О том, как в Литинституте боролись с космополитизмом, Владимир Тендряков (об этом своем сокурснике Бакланов вспоминает очень тепло) написал рассказ «Охота», опубликованный в «Знамени» спустя девять лет после смерти Тендрякова. Кто-то из героев этого рассказа называл знаменитый сталинский послевоенный тост за здоровье русского народа фашистской речью — это, судя по всему, выдуманная история. Но слово «фашист» в жизни студента Бакланова свою роль сыграло. Владимира Бушина, будущего скандального критика и постоянного автора газет «Завтра» и «Дуэль», Бакланов публично обозвал фашистом прямо на защите диплома. Эту историю описали Юрий Трифонов в «Студентах» и Юрий Бондарев в «Тишине», но никто — и Бушин в том числе — не мог объяснить, почему один коммунист назвал этим словом другого коммуниста.
— А что тут объяснять, — Бакланов явно смущен. — Выпивши я тогда был. Бушин, конечно, мне никогда не нравился, он был националист и вообще очень фальшивый тип, но, будь я тогда трезв, я бы, конечно, промолчал.
VIII.
Должность главного редактора «Знамени» — первая постоянная работа
Бакланова, раньше никаких должностей у него не было, просто писатель,
и все. Правда, Бакланов вспоминает, как однажды к нему на дачу (дача
не в Переделкине, а на Пахре) пришел его сосед Александр Твардовский,
к тому времени уже во второй раз возглавивший «Новый мир», и предложил
стать заместителем главного редактора. «Я не хотел идти туда, — говорит
Бакланов, — потому что понимал, что сейчас это все на меня навалится,
и по-настоящему работать я уже не смогу. Но Твардовскому отказывать
не хотелось, и я приготовился идти работать в журнал. Но Твардовский
больше не заходил, а уже потом я узнал, что вместо меня он взял
Владимира Лакшина. Ну и хорошо, я только обрадовался».

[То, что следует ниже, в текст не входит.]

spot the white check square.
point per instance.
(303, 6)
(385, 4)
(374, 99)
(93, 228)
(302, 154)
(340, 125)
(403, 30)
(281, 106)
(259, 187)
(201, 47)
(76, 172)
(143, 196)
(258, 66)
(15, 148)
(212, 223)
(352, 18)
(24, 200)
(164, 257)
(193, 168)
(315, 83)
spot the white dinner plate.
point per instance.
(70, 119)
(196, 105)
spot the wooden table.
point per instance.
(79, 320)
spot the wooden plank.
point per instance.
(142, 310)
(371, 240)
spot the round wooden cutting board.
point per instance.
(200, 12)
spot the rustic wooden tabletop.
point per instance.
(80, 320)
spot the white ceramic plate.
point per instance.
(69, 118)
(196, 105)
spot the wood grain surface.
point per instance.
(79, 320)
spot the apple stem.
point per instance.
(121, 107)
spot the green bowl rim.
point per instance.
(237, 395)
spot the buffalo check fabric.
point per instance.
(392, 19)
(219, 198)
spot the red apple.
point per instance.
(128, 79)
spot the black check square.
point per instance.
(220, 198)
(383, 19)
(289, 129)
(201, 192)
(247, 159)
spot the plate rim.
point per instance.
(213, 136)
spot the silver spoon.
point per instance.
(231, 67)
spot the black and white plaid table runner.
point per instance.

Именно Владимир Лакшин, когда Бакланов принес в «Новый мир» свой роман «Июль сорок первого», отказал писателю в публикации. Бакланов говорит, что не обиделся, и в это можно было бы не верить, но, судя по всему, обид действительно не было — возглавив «Знамя», Бакланов позвал себе в первые замы именно Лакшина, который после разгрома «Нового мира» работал в «Иностранной литературе». Я назвал Лакшина великим редактором, Бакланов поморщился — слишком сильное слово, — но согласился, что с таким заместителем ему очень повезло, хотя: «Люди мы с ним были разные, и когда он потом вернулся в „Иностранку“, я был только рад».
IX.
На книжной полке у Бакланова — годовой комплект «Знамени» за 1990 год.
Журналы в белой обложке — до того времени фирменным обложечным цветом
«Знамени» несколько десятилетий подряд был цвет шинельного сукна,
но в конце восьмидесятых кто-то решил, что этот краситель вреден для
окружающей среды, и обложки стали белыми. Так продолжалось года три,
потом типографское дело шагнуло вперед, и журнал снова стал зеленым.
— Теперь его никто не читает, конечно, зато обложка зеленая, — смеется Бакланов, потом спохватывается: — Все-таки я ужасный ворчун.